Book Review: The Way of Zen

The Way of Zen - Alan W. Watts

I thoroughly enjoyed this book.  It was by far the best explanation of Zen that I have come across, written by and for westerners.  I particularly appreciated the first section of the book, which provided cultural background for Taoism and Buddhism and the resulting combination to form Zen Buddhism.

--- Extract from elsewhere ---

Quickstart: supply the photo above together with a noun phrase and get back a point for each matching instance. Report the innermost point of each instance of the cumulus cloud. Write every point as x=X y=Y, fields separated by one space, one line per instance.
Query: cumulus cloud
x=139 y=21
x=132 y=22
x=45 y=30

As with the last Zen book, I thought I would post some excerpts that I liked:

According to convention, I am not simply what I am doing now.  I am also what I have done, and my conventionally edited version of my past is made to seem almost more the real "me" than what I am at this moment.  For what I am seems so fleeting and intangible, but what I was is fixed and final.  It is the firm basis for predictions of what I will be in the future, and so it comes about that I am more closely identified with what no longer exists than with what actually is!
The perfect man employs his mind as a mirror.  It grasps nothing; it refuses nothing.  It receives, but does not keep.
The idea is not to reduce the human mind to a moronic vacuity, but to bring into play its innate and spontaneous intelligence by using it without forcing it.  It is fundamental to both Taoist and Confucian thought that the natural man is to be trusted, and from their standpoint it appears that the Western mistrust of human nature-whether theological or technological-is a kind of schizophrenia.  It would be impossible, in their view, to believe oneself innately evil without discrediting the very belief, since all the notions of a perceived mind would be perverted notions.  
Their "unconsciousness" is not coma, but what the exponents of Zen later signified by wu-hsin, literally "no-mind", which is to say un-self-consciousness.  It is a state of wholeness in which the mind functions freely and easily, without the sensation of a second mind or ego standing over it with a club.
When he came to Seng-ts'an he asked, "What is the method of liberation?" "Who binds you?" replied Seng-ts'an.  "No one binds me."  "Why then," asked Seng-ts'an, "should you seek liberation?"
There is no place in Buddhism for using effort.  Just be ordinary and nothing special.  Relieve your bowels, pass water, put on your clothes, and eat your food.  When you're tired, go and lie down.  Ignorant people may laugh at me, but the wise will understand... As you go from place to place, if you regard each one as your own home, they will all be genuine, for when circumstances come you must not try to change them. Thus your usual habits of feeling, which make karma for the Five Hells, will of themselves become the Great Ocean of Liberation.